Drużyna Andrzeja Gryczki , który objął stanowisko trenera miesiąc temu w ostatnim swoim pojedynku z Wybrzeżem postawiła wysoko poprzeczkę, w 42 minucie jeszcze remisowali, lecz gdańszczanie ostatecznie wygrali różnicą pięciu bramek. Sam trener Gryczka chwalił swój zespół: „Postawiliśmy się biorąc pod uwagę bardzo krótką ławkę. Staraliśmy się długo grać i chłopacy spełnili założenia. Postraszyliśmy zawodników Wybrzeża, przynajmniej w pierwszej połowie” mówił w wywiadzie dla Sportowych Faktów. W pojedynku z Wybrzeżem bardzo dobrze zagrali bracia Raichel mocno punktując rywali. Lecz to nie oni są w czołówce strzelców ligi, bo na 6 miejsce w tabeli znajduje się Adam Lisiewicz, który na swoim koncie ma aż 68 rzuconych bramek i to właśnie tego zawodnika powinniśmy się obawiać najbardziej w sobotnim meczu.

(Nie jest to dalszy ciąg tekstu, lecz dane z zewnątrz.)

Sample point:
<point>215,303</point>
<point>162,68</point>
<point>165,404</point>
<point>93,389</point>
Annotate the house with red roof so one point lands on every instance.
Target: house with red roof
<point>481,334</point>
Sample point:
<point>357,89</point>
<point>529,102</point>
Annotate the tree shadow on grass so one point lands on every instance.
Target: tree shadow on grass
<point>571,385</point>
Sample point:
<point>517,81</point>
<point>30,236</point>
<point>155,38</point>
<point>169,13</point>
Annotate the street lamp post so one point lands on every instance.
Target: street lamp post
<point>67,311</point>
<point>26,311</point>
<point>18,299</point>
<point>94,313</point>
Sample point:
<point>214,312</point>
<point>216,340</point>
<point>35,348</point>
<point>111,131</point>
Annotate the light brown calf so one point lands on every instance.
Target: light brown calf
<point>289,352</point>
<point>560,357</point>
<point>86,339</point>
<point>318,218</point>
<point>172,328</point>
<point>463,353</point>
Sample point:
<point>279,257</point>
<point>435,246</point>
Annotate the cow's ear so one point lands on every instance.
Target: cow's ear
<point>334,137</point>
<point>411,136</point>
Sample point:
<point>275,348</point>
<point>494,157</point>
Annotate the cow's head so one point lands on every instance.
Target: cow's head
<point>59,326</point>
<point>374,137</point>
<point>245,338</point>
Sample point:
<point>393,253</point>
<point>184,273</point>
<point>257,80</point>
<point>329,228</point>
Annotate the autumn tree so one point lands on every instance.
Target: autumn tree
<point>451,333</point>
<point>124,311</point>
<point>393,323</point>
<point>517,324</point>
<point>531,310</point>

Nasza drużyna w sobotnim meczu na spore szanse do zdobycie dwóch punktów. Jesteśmy cztery oczka wyżej w tabeli, mamy też lepszy atak i obronę. A dzięki wygranej w tym meczu będziemy mieć szanse na awans nawet na czwartą pozycję. Miejmy nadzieję, że trener Marcin Pietruszka dobrze zmobilizuje ekipę, która w ostatnim meczu przed świętami sprawi miły prezent wszystkim kibicom.